Oxfam’s EU policy advisor on the Financial Transaction Tax, Javier Pereira, said:
“EU member states have missed the opportunity to agree on the design of an EU FTT and use it to broker a better climate deal for the whole world. With a lack of sufficient support for poor and vulnerable communities being a major obstacle to a successful agreement in Paris, this week would have been an ideal time to announce the FTT as a new source of climate finance.
“Estonia’s withdrawal shows the whole FTT project could be at risk if no progress is made soon. In their continuing negotiations, EU member states have to make sure the FTT will be a force for good in society. The tax revenue needs to be allocated to tackling poverty and inequality at home and abroad, and to addressing climate change."
- A leaked room document from yesterday’s meeting of the finance ministers shows that no real progress has been made since last time and that three key areas remain open: whether to tax derivatives linked to government debt, the territoriality of the tax for shares and a potential exception for market-makers dealing with shares.
- With Estonia having withdrawn from the enhanced cooperation procedure, 10 eurozone countries will not continue discussions: Austria, Belgium, Estonia, France, Germany, Greece, Italy, Portugal, Slovakia, Slovenia and Spain.

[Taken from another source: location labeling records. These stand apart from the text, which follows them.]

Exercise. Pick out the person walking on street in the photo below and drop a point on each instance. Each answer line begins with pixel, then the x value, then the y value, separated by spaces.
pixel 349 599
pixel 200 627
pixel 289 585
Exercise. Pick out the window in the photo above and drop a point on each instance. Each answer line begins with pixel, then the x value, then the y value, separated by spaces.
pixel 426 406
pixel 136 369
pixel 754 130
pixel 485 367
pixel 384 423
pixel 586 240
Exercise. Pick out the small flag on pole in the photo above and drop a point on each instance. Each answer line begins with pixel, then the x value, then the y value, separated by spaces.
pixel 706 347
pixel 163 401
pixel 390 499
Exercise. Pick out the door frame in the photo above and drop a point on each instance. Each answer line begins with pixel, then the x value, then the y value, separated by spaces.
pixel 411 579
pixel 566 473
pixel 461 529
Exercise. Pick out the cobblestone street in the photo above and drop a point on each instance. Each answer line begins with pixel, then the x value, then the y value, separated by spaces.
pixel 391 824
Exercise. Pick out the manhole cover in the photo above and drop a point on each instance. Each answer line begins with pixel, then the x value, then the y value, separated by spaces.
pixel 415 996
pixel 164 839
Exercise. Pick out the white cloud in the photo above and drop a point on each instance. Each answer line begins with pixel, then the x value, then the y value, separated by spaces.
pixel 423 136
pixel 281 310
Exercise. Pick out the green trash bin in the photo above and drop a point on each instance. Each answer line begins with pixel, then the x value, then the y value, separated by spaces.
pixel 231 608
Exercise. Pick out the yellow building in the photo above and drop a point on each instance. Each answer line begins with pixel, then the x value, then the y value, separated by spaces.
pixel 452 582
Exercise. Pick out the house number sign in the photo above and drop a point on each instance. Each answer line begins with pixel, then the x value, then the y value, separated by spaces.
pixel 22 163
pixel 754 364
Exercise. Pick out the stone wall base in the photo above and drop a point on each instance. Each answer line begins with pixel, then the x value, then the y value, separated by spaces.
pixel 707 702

- Oxfam, together with active citizens around the world, calls for using FTT revenue to help the poorest. The Million Strong petition, a worldwide movement that collected over one million signatures in support of a small tax on banking transactions, calls for revenues raised by the tax to fight European and world poverty, fund health and education services in developing countries, fight youth unemployment and help vulnerable communities adapt to climate change. Signatories include tens of thousands of citizens from Germany, France, Spain and the UK. An ambitious FTT is also supported by many thousand economists, MEPs and high-profile public figures such as Bill Gates.
- Developed countries have committed to mobilizing $100 billion in climate finance per year by 2020 to support climate adaptation and mitigation in developing countries. Financial needs are much larger, and public finance for adaptation will need to be scaled up after 2020. The new financial announcements made ahead of the Paris climate talks are welcome, but still leave the poorest and most vulnerable countries in the cold, with only $5bn and $8bn in adaptation grants being committed by 2020.